Die weniger scharfen Kritiker des Treffens werfen den Nationalspielern fehlendes politisches Bewusstsein vor. Wer härtere Töne anschlägt, fordert von Löw, die beiden Ausnahmefußballer nicht mehr für die Nationalmannschaft zu berufen. Und wer ganz rechtsaußen steht, der will den beiden in Gelsenkirchen geborenen Fußballern gleich die Staatsbürgerschaft entziehen oder zumindest doch den Bambi, den Özil 2010 in der Kategorie „Integration“ erhalten hat. Franz Josef Wagner von der Bild-Zeitung findet die Sache auch nicht schmuck, aber die fußballerische Qualität der Beiden rettet sie vor einem vernichtenden Urteil seinerseits. Wir brauchen die Jungs mit Migrationshintergrund halt, wenn wir bei der WM was reißen wollen, das mag ärgerlich sein, aber so ist es und das weiß auch die „Bild“.

Konkurrent bei der EM-Bewerbung

Außerdem befindet sich der DFB mitten in der Bewerbung um die Austragung der Europameisterschaft 2024. Einer der Konkurrenten ist der türkische Verband, der nun Trophäen (Fotos und Trikots) sein eigen nennen kann, die den DFB entehren.
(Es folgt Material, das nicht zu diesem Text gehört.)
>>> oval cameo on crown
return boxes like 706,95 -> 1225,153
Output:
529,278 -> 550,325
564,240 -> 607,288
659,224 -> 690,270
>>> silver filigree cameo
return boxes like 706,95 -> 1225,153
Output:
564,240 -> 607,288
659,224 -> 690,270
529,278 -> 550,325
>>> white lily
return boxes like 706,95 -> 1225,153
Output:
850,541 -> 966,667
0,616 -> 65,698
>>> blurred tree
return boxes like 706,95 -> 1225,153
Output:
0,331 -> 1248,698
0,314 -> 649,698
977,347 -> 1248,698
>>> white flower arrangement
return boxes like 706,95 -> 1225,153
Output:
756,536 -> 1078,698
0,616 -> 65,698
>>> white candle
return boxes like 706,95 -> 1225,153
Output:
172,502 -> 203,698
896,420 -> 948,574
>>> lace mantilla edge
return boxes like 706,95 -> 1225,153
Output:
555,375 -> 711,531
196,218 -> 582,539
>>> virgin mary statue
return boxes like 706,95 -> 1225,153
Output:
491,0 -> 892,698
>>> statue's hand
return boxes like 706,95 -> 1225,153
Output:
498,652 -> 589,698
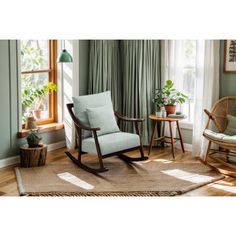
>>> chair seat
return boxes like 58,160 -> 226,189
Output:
204,129 -> 236,144
82,132 -> 140,155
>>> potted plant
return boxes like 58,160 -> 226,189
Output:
153,80 -> 188,115
22,82 -> 57,119
152,89 -> 165,117
162,80 -> 188,115
26,130 -> 42,148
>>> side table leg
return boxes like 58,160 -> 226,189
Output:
148,121 -> 157,155
161,121 -> 165,148
176,121 -> 185,152
169,121 -> 175,159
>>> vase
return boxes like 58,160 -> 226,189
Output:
34,110 -> 41,120
156,111 -> 162,117
165,105 -> 176,116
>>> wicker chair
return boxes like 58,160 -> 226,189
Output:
203,96 -> 236,176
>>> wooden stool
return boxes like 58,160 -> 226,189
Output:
148,115 -> 185,159
20,144 -> 47,167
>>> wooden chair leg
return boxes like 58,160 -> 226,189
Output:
148,121 -> 157,156
225,149 -> 229,162
169,121 -> 175,159
203,141 -> 211,162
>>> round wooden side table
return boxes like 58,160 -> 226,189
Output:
148,114 -> 186,159
20,144 -> 47,167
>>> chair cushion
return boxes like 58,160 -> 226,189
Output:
224,115 -> 236,135
204,129 -> 236,144
72,91 -> 113,138
82,132 -> 140,155
86,105 -> 120,136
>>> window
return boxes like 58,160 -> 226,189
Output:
181,40 -> 197,123
20,40 -> 57,125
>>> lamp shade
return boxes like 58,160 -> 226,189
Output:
58,49 -> 73,63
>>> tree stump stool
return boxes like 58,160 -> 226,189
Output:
20,144 -> 47,167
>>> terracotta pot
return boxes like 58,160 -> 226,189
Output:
165,105 -> 176,115
34,110 -> 41,120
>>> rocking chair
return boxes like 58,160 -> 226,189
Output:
203,96 -> 236,176
65,91 -> 148,173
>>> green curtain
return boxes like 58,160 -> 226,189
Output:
120,40 -> 161,145
88,40 -> 122,111
88,40 -> 161,145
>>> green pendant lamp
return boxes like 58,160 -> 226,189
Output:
58,49 -> 73,63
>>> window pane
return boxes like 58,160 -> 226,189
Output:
182,40 -> 196,122
184,40 -> 196,67
21,40 -> 49,71
21,73 -> 49,122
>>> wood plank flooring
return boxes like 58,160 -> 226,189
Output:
0,147 -> 236,196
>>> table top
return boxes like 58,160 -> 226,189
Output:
149,114 -> 186,122
20,143 -> 47,150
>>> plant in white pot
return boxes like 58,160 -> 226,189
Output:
153,80 -> 188,115
162,80 -> 188,115
152,88 -> 165,117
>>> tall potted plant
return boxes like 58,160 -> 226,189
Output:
153,80 -> 188,115
152,88 -> 165,116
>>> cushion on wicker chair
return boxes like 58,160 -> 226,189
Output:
203,129 -> 236,143
82,132 -> 140,155
224,115 -> 236,135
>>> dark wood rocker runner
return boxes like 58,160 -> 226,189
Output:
65,103 -> 148,174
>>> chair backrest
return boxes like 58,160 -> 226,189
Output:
72,91 -> 113,138
211,96 -> 236,132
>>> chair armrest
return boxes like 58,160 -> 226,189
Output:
115,111 -> 145,122
74,122 -> 100,131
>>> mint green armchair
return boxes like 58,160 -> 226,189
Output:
65,91 -> 148,173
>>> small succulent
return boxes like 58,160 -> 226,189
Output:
26,130 -> 42,147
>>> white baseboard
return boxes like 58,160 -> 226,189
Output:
48,141 -> 66,152
0,141 -> 66,168
0,156 -> 20,168
176,143 -> 193,152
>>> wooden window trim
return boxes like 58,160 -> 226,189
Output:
21,40 -> 57,125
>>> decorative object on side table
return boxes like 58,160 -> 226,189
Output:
20,130 -> 47,167
153,80 -> 188,115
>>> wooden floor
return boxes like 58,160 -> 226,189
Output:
0,148 -> 236,196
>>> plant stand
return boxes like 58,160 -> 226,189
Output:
20,144 -> 47,168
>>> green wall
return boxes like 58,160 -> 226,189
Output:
0,40 -> 65,159
220,40 -> 236,97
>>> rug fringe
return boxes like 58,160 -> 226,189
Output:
22,191 -> 182,197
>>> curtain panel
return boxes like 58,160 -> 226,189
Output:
88,40 -> 122,112
120,40 -> 160,145
88,40 -> 161,145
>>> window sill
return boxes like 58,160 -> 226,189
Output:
179,121 -> 193,130
17,123 -> 64,138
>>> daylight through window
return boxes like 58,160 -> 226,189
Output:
21,40 -> 57,125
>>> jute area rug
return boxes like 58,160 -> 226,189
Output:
15,157 -> 224,196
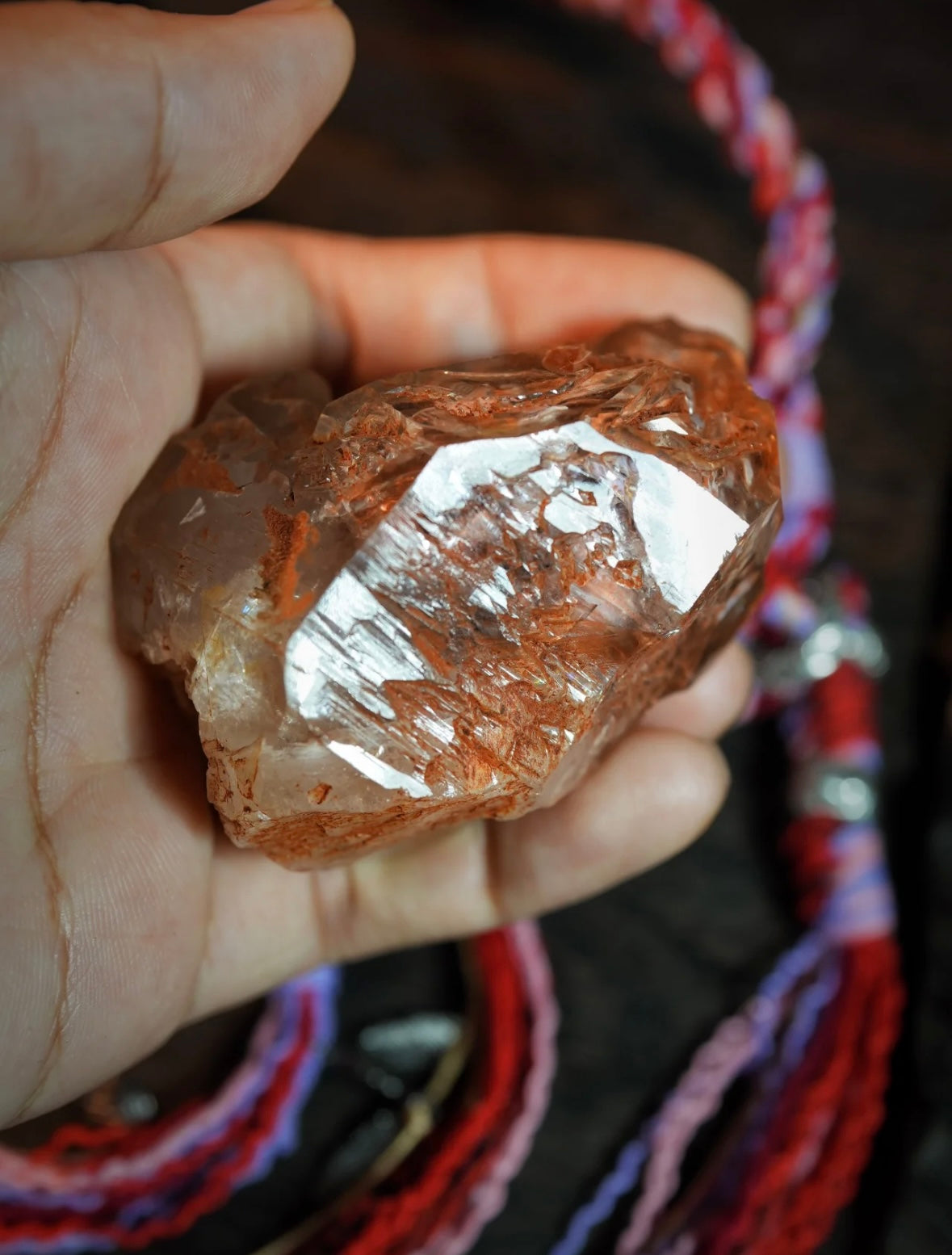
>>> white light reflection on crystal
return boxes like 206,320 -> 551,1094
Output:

Es wird viele Hinterzimmergespräche benötigen und noch mehr Spendengelder, damit trotz dieser Blamage wieder eine fußballerisches Großereignis in Deutschland stattfindet. Mit solcherlei Tricksereien aber kennt man sich beim DFB ja zum Glück aus.

Erdogans Politik in der Türkei bietet sehr viel Anlass zur Kritik. Sein Umgang mit der Opposition und der Presse sollte Grund genug sein, auf ein solches Treffen zu verzichten. Das gilt sicher auch für Özil und Gündogan, auch wenn Politik nicht ihr Themengebiet ist. Aber kann man von Profifußballern verlangen, was weder Politiker noch Verbandsträger einhalten? Die Bundesregierung liefert Waffen in die Türkei, trotz humanitärer Katastrophen, ausgelöst durch die Offensive des türkischen Militärs in Afrin. Die EU zahlt Milliarden an Erdogans Regierung, damit die verhindert, dass Flüchtlinge überhaupt die europäischen Außengrenzen erreichen.

Grindel stellt die Speerspitze der Empörung

Weit vorne an der Front der Empörung steht Reinhard Grindel, DFB-Präsident und CDU-Politiker. Per Twitter erklärt Grindel, dass Erdogan nicht für die Werte stehe, die der DFB verkörpere. Es sei nicht gut, wenn Spieler des DFB sich in Wahlkampfmanöver von Erdogan verstricken lassen und es schade der Integrationsarbeit des Verbandes. Und damit kennt sich Grindel aus, hatte er doch vor seiner DFB-Präsidentschaft gegen die doppelte Staatsbürgerschaft gekämpft und immer wieder die Probleme betont, die sich durch Zuwanderung ergeben würden.

Aber das ist Vergangenheit und Grindel sowie der ganze DFB haben jetzt die Möglichkeit, sich zu positionieren. Die nächste Weltmeisterschaft findet bekanntlich in Russland statt, ein Land regiert von Wladimir Putin, der einen ähnlichen Umgang mit Opposition und Presse pflegt wie Erdogan. Die darauffolgende WM findet in Katar statt. Dort wird gar nicht erst gewählt.

Um Joachim Löw die unangenehme Entscheidung zu ersparen, wie er mit Özil und Gündogan umgehen soll, sollte der DFB einfach seiner Vorbildrolle gerecht werden und gar nicht erst zur Fußball-WM in diesem Jahr antreten. Ein Zeichen setzen für all seine Auswahlspielerinnen und Spieler und für die ganzen Fans. Aus politischen Gründen und aufgrund der Werte, für die der DFB ja stehen will. Dann gibt es auch keine Fotos, auf denen Grindel mit Scheichs oder Putin posiert. Aber ob es dazu kommen wird?